An Australian-made queer body-swapping sci-fi fantasy parable about sexuality, youth and disability? We're calling it: Pulse is officially the most interesting-sounding film in the MQFF lineup. It also has a premise worthy of smashing all of the aforementioned words together, with a disabled teenage boy undergoing a strange procedure that places him in the body of an able-bodied woman. It's all in the name of love — what else? — which is how you might feel about the end result. Screening in the high-profile festival centrepiece slot, Pulse also marks the debut of writer/actor Daniel Monks and director Stevie Cruz-Martin, which means it promises on-screen intrigue and off-screen talent galore.
There's plenty that can be said about I, Olga Hepnarova. It tells a chilling true tale in an immersive, engaging and stylistically interesting way, for starters. Oh, yes it does. Tackling the eponymous 22-year-old's murder spree and eventual execution, it's also far from upbeat viewing — but, even though the Czech effort delves into a stunning real-life crime, it's also perceptive and never sensationalist. Perhaps the strongest thing we can tell you is that, as lead actress Michalina Olszanska draws you into the mind of a loner turned killer in a mesmerising fashion, you won't forget your viewing experience in a hurry.
If The Intervention sounds familiar, that's okay. We've been keen for this one for a while. After screening at the 2016 Sundance Film Festival, Clea DuVall's directorial debut makes its way to Melbourne with a heap of familiar faces helping her riff on The Big Chill. With DuVall herself, Cobie Smulders, Alia Shawkat, Natasha Lyonne, Melanie Lynskey, Jason Ritter and Ben Schwartz along for the ride, that means a reunion is in the spotlight — and, as the title suggests, the kind of caring confrontation that doesn't always go down too well. If you need any more reasons to watch, and you shouldn't, Sara Quinn from Tegan and Sara provides the score.

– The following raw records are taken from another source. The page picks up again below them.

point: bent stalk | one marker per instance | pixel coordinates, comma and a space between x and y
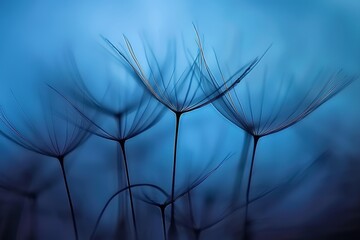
61, 161
247, 222
177, 123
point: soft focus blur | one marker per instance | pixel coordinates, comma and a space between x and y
310, 169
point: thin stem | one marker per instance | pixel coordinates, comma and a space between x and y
61, 161
116, 194
247, 223
177, 123
241, 167
122, 145
162, 210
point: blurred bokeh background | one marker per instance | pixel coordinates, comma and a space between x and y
313, 166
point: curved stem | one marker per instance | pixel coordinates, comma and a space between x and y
114, 195
61, 161
246, 223
177, 123
241, 167
122, 145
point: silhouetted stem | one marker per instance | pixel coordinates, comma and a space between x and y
177, 123
122, 145
61, 161
246, 223
241, 167
116, 194
162, 210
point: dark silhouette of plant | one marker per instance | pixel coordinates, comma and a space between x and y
118, 193
168, 200
181, 90
133, 110
60, 135
207, 221
23, 187
276, 110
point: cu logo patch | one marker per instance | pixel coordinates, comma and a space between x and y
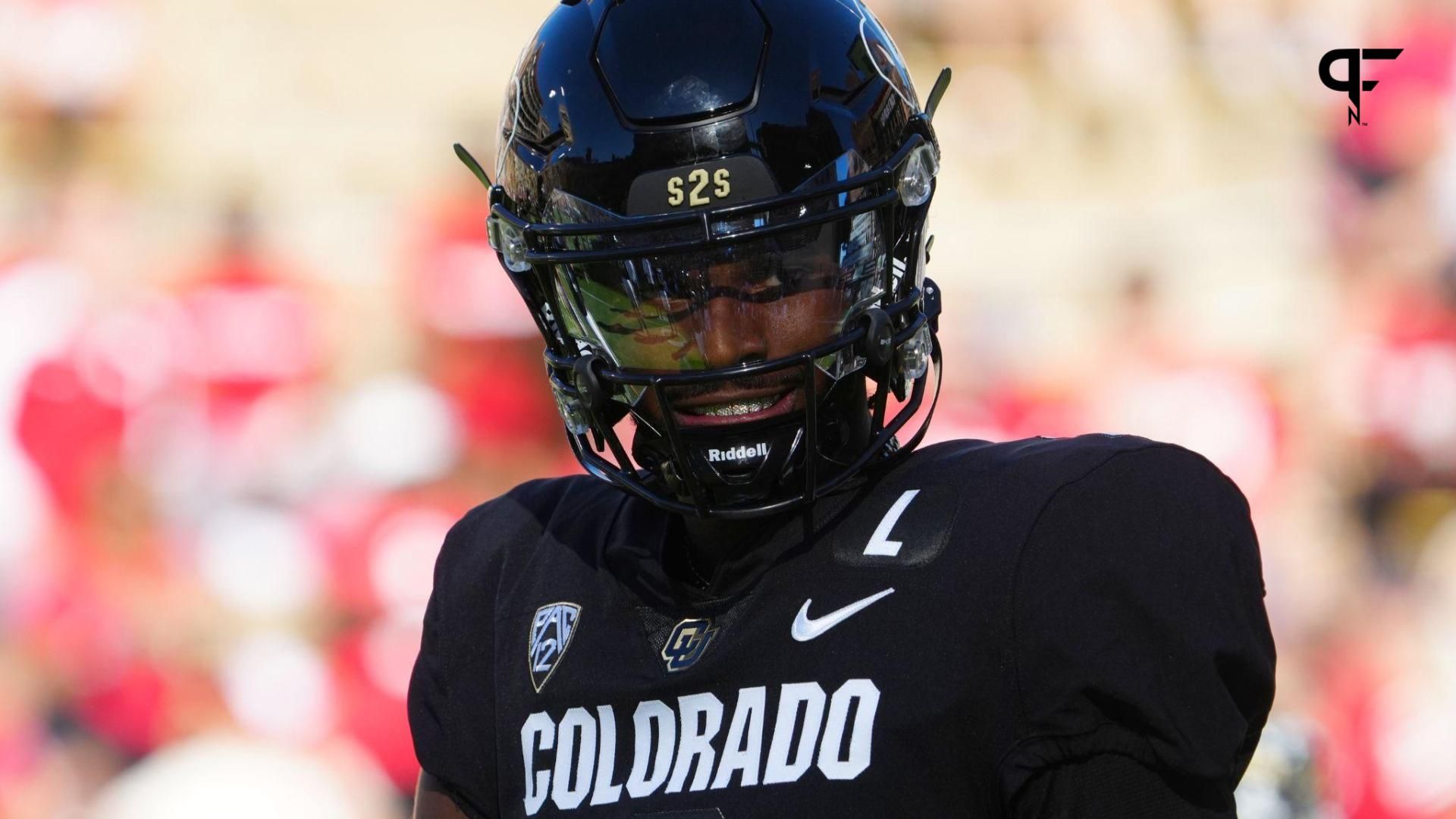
551, 634
686, 643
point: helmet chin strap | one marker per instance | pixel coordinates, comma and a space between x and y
750, 463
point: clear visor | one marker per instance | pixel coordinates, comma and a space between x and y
761, 299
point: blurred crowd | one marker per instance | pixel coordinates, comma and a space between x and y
246, 385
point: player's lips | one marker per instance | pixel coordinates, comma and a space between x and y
736, 407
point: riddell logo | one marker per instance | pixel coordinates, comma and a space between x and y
1351, 83
739, 453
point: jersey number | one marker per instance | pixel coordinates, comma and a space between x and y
721, 180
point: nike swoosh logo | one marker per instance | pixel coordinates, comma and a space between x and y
805, 629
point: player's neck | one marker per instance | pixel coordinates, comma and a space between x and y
712, 541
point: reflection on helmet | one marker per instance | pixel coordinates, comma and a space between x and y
742, 215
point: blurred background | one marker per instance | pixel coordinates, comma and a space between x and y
255, 357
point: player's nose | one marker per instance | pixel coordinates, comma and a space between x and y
733, 333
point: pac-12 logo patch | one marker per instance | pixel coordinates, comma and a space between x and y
686, 643
551, 632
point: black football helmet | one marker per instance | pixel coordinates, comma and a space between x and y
717, 215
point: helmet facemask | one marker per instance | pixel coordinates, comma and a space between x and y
739, 340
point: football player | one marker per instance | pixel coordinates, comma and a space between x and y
764, 599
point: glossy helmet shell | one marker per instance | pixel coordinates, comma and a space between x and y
609, 99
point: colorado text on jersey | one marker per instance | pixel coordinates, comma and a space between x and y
676, 746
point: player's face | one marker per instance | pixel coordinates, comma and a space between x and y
734, 328
728, 305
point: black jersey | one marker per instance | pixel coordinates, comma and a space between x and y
924, 645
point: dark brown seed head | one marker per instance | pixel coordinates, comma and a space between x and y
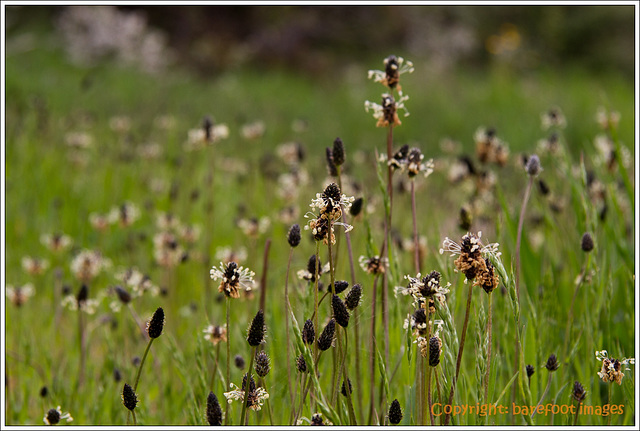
389, 108
579, 393
257, 329
311, 267
301, 364
207, 125
400, 156
252, 383
435, 345
587, 242
262, 364
552, 363
356, 207
353, 297
391, 69
238, 360
293, 236
343, 391
326, 338
123, 295
430, 284
53, 417
395, 412
465, 219
214, 411
340, 312
316, 420
420, 319
331, 165
530, 370
338, 152
129, 398
533, 167
156, 324
331, 194
543, 187
308, 332
82, 295
340, 286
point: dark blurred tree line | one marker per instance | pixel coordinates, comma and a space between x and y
321, 38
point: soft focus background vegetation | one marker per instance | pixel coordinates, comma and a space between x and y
302, 72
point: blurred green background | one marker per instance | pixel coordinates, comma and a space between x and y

With Taekwondo, two Argentinian talents well-versed in telling screen tales of lust and longing come together. Expect the results to pack a punch. In a film directed by Marco Berger and Martín Farina, sparks fly when the shy Germán accepts an invitation from his taekwondo teammate Fernando to join him on a summer getaway. Fernando's friends make Germán feel like part of the gang, but romance lingers beneath the male bonding — as do plenty of long, yearning looks, as well as a sensitive and intimate drama.
You've seen one wedding-centric flick, you've seen them all, right? That's a line of thinking that's easy to slip into, but Irish bright light A Date for Mad Mary is here to prove otherwise. The titular Mad' Mary McArdle gets out of prison, heads home and gets bundled into being the maid-of-honour at her best friend's wedding, leaving her in need of a companion. A combination of heart and humour makes the finished product stand out, as does a star-making turn by Seána Kerslake.